B CELL CROSSMATCHING AND KIDNEY ALLOGRAFT OUTCOME IN 9031 UNITED
STATES TRANSPLANT RECIPIENTS.
RJ MAHONEY, S TARANTO, E EDWARDS, NORDX, PORTLAND, ME, UNOS, RICHMOND, VA.

The predictive power of a positive B cell crossmatch remains controversial in kidney transplantion. In this national study, one of the largest to date, we investigated whether T cell-neg, B cell-pos crossmatch kidney grafts experience rejection reactions and graft survival rates at 1, 3, 6 and 12 mos post Tx that are comparable to T cell-neg, B cell-neg crossmatch transplants.
UNOS OPTN/Scientific Registry data were analyzed on 15,896 cadaveric kidney graft recipients during 1994-1995 for graft outcome of 336 T cell-neg, B cell-pos transplants vs. 8695 T cell-neg, B cell-neg grafts. Data analyzed included donor-recipient demographics, sensitization levels, B cell crossmatch techniques used, histocompatibility mismatching, graft rejection incidence, early graft loss, cause of graft failure and statistical analyses (univariate and multivariate) in primary and repeat graft recipients.
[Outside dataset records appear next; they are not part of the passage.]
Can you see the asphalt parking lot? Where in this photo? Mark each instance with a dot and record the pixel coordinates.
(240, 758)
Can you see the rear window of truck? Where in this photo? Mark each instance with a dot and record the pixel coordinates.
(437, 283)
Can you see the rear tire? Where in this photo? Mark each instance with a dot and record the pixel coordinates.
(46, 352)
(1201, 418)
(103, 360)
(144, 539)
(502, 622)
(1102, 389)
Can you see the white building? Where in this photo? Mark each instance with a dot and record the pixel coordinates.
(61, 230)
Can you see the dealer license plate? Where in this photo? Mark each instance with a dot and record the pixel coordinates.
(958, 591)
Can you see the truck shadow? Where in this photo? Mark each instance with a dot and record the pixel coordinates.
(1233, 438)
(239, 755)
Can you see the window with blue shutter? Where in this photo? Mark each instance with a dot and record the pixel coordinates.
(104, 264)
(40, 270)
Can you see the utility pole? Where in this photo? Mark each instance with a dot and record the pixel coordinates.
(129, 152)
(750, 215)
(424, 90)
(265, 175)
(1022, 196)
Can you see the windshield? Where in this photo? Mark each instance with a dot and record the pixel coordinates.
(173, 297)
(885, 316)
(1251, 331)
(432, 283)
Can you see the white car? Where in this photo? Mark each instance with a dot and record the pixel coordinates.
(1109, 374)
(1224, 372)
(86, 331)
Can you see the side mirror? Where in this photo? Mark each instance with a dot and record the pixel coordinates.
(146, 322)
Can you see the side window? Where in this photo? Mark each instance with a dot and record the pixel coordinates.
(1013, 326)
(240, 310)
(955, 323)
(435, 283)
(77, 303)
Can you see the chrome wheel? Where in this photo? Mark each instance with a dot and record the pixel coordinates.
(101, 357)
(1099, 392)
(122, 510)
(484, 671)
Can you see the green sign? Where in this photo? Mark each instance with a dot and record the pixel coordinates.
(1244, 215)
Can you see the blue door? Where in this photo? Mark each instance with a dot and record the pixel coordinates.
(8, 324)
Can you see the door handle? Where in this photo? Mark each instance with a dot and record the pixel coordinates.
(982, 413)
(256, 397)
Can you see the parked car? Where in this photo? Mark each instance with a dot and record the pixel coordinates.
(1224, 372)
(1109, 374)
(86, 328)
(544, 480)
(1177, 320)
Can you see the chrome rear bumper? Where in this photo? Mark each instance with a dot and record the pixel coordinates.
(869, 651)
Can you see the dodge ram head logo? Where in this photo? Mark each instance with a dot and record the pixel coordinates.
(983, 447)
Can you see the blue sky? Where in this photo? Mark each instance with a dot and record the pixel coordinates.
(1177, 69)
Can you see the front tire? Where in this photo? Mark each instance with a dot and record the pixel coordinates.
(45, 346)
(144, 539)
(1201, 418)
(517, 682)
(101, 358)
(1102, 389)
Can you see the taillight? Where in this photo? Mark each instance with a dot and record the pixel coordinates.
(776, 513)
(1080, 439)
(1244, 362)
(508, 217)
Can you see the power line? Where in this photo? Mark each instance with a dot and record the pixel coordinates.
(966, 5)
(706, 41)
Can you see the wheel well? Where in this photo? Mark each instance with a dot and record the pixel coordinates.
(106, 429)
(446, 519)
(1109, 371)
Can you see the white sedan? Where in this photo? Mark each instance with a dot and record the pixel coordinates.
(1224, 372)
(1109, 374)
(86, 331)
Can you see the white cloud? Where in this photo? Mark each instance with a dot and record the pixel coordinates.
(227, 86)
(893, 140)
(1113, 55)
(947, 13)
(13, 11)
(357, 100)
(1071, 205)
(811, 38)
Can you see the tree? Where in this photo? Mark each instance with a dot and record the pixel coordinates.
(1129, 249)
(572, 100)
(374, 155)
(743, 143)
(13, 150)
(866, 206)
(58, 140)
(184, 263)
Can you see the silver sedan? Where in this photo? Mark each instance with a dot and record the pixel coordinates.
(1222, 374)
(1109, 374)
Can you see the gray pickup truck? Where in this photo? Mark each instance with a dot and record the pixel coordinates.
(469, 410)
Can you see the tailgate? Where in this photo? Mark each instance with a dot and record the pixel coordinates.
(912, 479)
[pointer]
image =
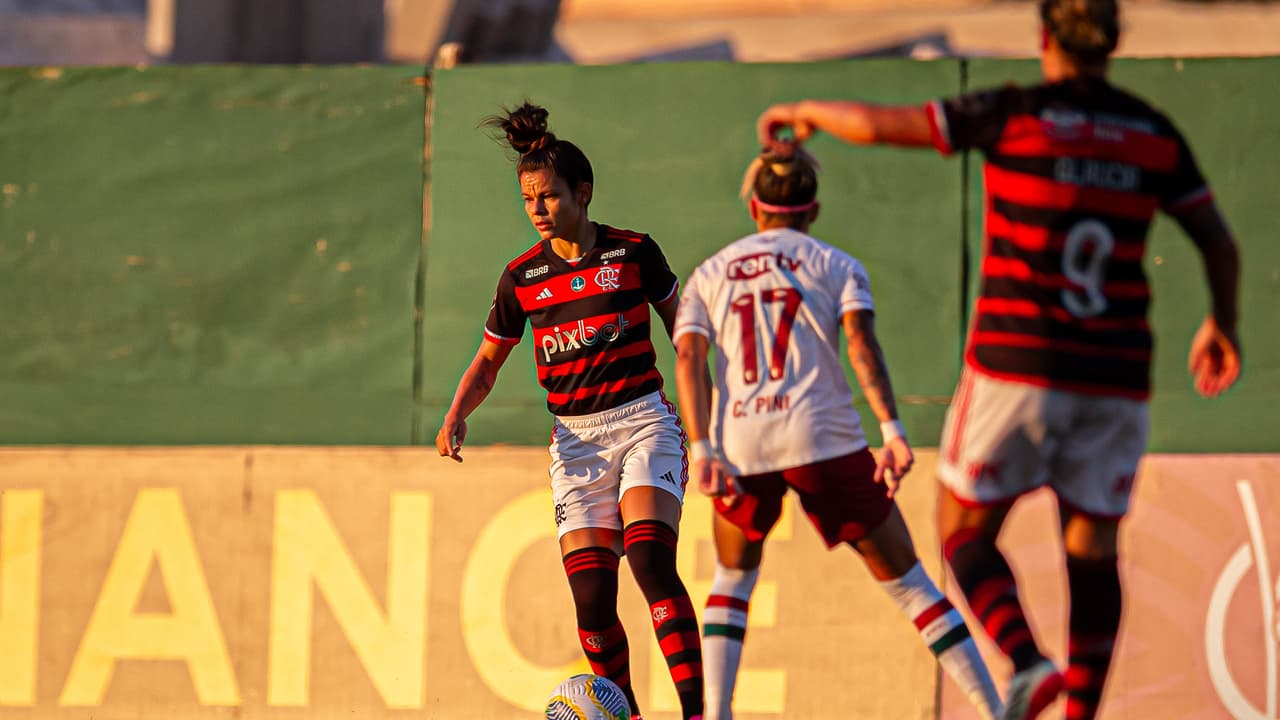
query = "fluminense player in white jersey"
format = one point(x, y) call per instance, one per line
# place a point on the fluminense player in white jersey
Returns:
point(780, 417)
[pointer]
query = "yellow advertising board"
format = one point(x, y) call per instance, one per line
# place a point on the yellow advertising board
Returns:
point(325, 583)
point(330, 583)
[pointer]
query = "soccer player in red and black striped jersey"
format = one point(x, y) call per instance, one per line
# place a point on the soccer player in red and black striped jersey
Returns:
point(618, 466)
point(1057, 361)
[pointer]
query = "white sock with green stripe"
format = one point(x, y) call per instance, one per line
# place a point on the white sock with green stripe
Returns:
point(723, 629)
point(944, 630)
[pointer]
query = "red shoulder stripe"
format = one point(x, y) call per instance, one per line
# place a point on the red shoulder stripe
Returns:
point(617, 233)
point(1048, 195)
point(525, 256)
point(1025, 136)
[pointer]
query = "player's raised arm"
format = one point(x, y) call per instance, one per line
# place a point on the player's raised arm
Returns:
point(694, 388)
point(472, 388)
point(1215, 358)
point(868, 363)
point(855, 122)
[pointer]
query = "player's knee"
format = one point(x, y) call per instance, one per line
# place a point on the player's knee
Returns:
point(650, 548)
point(1089, 538)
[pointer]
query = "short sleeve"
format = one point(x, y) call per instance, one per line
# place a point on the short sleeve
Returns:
point(506, 324)
point(693, 317)
point(976, 119)
point(656, 277)
point(1187, 186)
point(855, 285)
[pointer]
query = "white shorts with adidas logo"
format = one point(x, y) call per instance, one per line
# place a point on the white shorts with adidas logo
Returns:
point(598, 458)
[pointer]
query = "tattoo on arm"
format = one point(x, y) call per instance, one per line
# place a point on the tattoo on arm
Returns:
point(868, 363)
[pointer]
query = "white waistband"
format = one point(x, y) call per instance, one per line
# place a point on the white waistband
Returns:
point(615, 414)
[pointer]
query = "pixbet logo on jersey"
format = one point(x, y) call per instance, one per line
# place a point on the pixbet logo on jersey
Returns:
point(758, 264)
point(581, 335)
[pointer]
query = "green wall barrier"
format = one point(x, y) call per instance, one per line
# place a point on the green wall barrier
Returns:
point(1226, 108)
point(208, 255)
point(227, 255)
point(668, 145)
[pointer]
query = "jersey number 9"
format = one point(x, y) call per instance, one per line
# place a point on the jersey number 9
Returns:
point(1084, 260)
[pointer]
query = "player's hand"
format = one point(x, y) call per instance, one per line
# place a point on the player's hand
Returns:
point(448, 441)
point(781, 117)
point(1215, 359)
point(713, 478)
point(895, 461)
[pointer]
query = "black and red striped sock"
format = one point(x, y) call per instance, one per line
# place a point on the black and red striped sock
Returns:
point(1096, 610)
point(988, 584)
point(593, 578)
point(650, 548)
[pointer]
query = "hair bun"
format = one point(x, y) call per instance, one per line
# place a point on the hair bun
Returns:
point(1087, 28)
point(526, 128)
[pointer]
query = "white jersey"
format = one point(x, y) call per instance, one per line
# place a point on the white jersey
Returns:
point(771, 306)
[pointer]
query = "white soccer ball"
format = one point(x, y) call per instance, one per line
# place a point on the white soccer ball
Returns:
point(588, 697)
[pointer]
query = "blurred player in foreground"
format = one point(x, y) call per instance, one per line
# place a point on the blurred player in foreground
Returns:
point(618, 466)
point(1059, 355)
point(781, 415)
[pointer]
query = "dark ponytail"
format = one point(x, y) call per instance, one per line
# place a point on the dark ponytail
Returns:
point(525, 130)
point(1087, 30)
point(782, 174)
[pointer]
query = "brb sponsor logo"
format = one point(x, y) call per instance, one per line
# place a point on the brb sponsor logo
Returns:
point(608, 279)
point(1251, 555)
point(755, 265)
point(576, 337)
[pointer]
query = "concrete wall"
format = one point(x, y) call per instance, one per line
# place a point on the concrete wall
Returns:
point(388, 583)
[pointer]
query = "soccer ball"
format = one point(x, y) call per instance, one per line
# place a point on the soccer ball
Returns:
point(588, 697)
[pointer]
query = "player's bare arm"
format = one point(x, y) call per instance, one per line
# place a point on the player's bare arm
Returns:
point(472, 388)
point(862, 123)
point(868, 361)
point(667, 311)
point(1215, 358)
point(694, 387)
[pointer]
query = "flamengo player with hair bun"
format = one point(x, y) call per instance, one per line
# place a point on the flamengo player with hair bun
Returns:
point(618, 465)
point(781, 417)
point(1057, 365)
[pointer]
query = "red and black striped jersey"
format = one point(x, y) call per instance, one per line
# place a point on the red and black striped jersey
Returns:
point(1074, 173)
point(590, 319)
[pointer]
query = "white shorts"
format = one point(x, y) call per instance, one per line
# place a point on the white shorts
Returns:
point(1002, 440)
point(598, 458)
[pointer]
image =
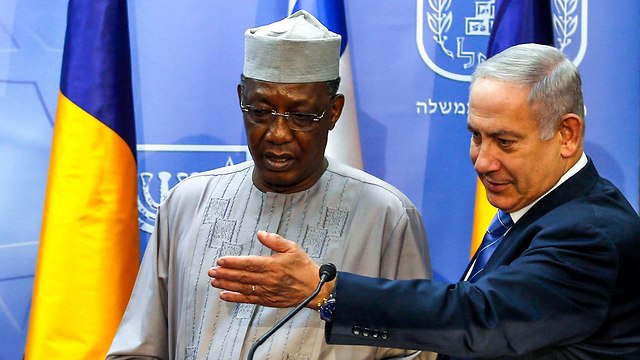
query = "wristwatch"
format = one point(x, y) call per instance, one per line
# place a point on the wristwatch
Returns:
point(327, 307)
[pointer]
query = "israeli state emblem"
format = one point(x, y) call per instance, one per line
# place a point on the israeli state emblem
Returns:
point(452, 36)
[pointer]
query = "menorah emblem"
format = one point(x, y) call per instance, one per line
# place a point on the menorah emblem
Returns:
point(147, 209)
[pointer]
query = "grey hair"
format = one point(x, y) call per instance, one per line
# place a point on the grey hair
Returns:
point(556, 87)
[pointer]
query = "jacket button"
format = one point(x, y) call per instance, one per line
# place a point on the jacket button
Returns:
point(356, 330)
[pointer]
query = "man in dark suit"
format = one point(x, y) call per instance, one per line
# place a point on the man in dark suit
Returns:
point(558, 275)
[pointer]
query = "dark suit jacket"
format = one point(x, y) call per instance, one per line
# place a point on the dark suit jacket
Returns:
point(563, 284)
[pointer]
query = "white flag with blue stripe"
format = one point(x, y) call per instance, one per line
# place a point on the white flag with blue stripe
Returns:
point(344, 139)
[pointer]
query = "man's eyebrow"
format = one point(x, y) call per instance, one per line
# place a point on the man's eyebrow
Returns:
point(498, 133)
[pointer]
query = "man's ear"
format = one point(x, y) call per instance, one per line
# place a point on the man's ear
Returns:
point(336, 110)
point(571, 130)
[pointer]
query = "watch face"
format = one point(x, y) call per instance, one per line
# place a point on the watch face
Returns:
point(326, 310)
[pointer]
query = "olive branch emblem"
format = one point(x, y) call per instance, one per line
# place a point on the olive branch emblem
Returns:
point(439, 22)
point(564, 22)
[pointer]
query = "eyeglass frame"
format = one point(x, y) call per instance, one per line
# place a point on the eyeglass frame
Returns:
point(286, 115)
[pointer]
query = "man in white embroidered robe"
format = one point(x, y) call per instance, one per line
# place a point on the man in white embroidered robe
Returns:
point(337, 213)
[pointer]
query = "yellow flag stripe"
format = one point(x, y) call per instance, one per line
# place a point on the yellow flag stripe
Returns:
point(89, 252)
point(483, 214)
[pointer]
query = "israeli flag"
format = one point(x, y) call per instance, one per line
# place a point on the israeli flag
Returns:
point(344, 139)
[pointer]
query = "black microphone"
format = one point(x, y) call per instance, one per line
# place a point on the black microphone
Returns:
point(327, 273)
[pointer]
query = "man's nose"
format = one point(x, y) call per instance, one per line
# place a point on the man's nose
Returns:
point(279, 131)
point(484, 159)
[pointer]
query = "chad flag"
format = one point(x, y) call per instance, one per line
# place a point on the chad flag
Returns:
point(516, 22)
point(89, 253)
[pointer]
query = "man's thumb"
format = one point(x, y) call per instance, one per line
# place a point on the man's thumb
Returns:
point(275, 242)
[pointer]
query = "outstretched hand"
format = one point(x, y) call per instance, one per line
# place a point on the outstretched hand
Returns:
point(283, 279)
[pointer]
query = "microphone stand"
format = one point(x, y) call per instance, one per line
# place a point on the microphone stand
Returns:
point(327, 273)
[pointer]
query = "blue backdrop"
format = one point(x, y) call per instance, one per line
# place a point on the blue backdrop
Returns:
point(410, 85)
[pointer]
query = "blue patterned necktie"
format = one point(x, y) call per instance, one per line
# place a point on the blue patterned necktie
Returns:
point(499, 226)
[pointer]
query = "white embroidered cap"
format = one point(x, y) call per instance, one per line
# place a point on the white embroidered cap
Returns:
point(297, 49)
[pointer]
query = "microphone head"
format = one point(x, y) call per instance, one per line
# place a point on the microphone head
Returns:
point(329, 271)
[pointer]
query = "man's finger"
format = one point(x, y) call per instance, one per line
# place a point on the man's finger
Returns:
point(275, 242)
point(252, 263)
point(235, 275)
point(234, 286)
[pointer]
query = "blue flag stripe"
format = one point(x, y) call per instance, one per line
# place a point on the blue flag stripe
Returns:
point(96, 72)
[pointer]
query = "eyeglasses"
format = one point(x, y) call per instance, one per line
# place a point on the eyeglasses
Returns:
point(297, 121)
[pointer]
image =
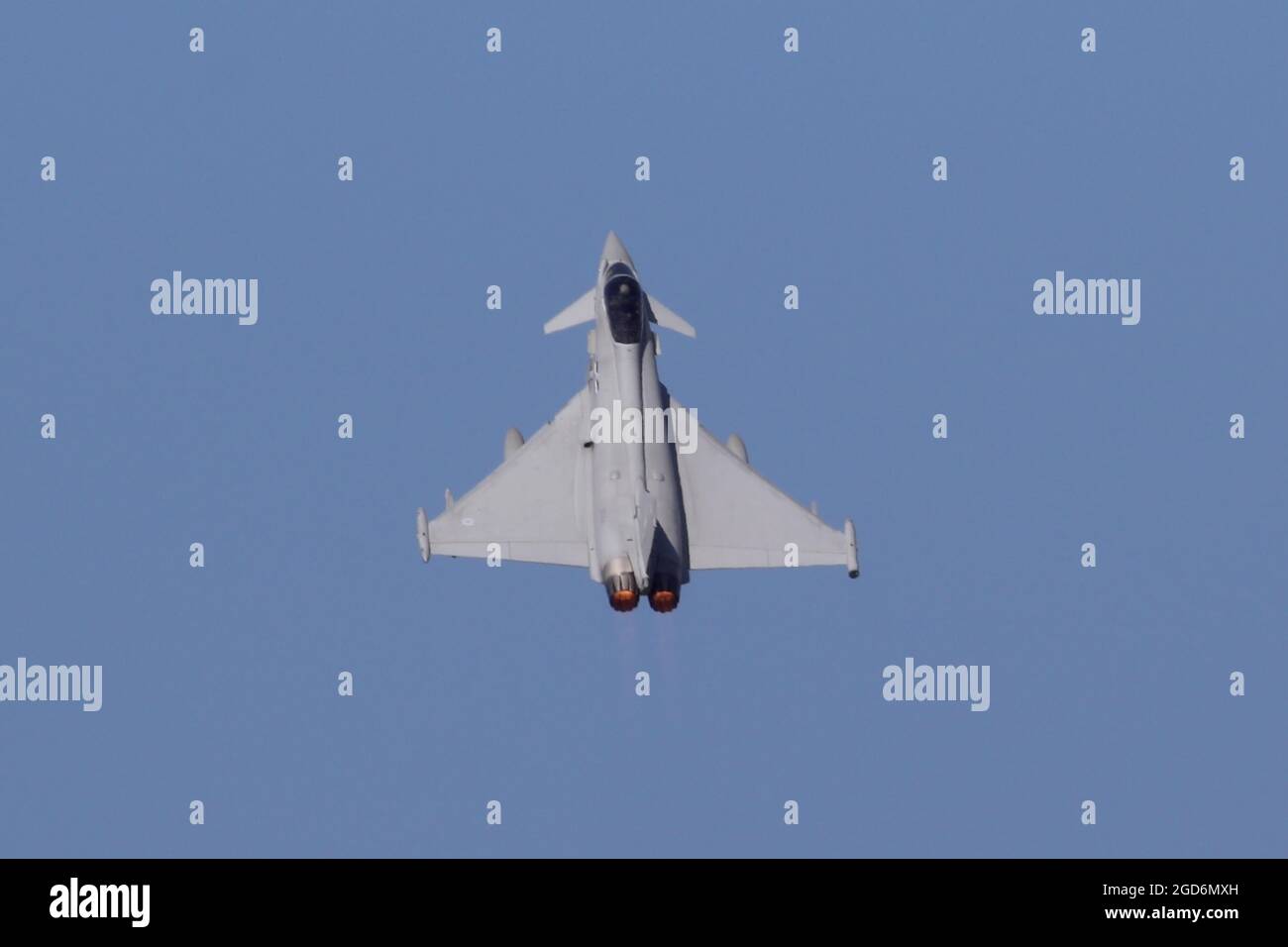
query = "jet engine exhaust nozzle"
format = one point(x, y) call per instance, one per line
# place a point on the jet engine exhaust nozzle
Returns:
point(664, 592)
point(623, 594)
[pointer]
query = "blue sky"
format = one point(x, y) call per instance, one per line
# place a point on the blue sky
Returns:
point(767, 169)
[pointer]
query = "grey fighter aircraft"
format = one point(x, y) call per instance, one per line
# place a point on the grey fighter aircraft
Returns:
point(619, 484)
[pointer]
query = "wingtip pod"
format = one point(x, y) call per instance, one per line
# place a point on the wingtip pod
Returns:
point(423, 534)
point(851, 551)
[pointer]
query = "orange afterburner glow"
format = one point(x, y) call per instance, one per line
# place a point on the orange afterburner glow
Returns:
point(623, 599)
point(664, 600)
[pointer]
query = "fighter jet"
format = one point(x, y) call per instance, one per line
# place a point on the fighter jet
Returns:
point(639, 505)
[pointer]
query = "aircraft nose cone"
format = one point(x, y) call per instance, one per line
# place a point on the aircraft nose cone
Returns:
point(614, 252)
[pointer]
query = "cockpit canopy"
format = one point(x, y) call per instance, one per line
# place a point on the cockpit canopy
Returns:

Fifty-seven percent of the 15,896 transplant recipients (n=9031) were B cell crossmatched, and 336 of these 9031 recipients (3.7%) were transplanted with a B cell-pos crossmatch (T cell-neg). Sixteen percent experienced early graft loss (<6 mos) compared to 11% of B cell-neg grafts p<0.001. Lower graft survival rates at 1, 3. 6 and 12 mos post Tx (primary and regrafts) were observed in the B cell-pos vs B cell-neg patient groups, and these outcomes were statistically significant at each time point (two-sample t test, p<0.001). There was a 68% increase in the odds of 3 month graft loss in B cell-pos vs. B cell-neg recipients (multivariate logistic regression analysis P=0.054, 95% confidence interval 0.99-2.85). Demographic factors that were statistically significant included histocompatibility mismatching at HLA-A, HLA-A plus B and HLA-DR loci, pretransplant transfusions, peak and most recent PRA levels, a previous kidney graft, urine in first 24 hrs and rejection incidence between discharge and 6 mos post Tx.
In conclusion, positive B cell crossmatch primary and repeat grafts experienced an increase in graft rejection incidence (p <0.023) and early graft loss (p<0.001). Thus, a positive B cell crossmatch is predictive of inferior kidney graft outcome. The incidence of early graft loss and graft rejection may be reduced if transplant candidates demonstrating pretransplant antibody to donor B cells are temporarily denied a graft until T and B cell negative crossmatch donors are identified.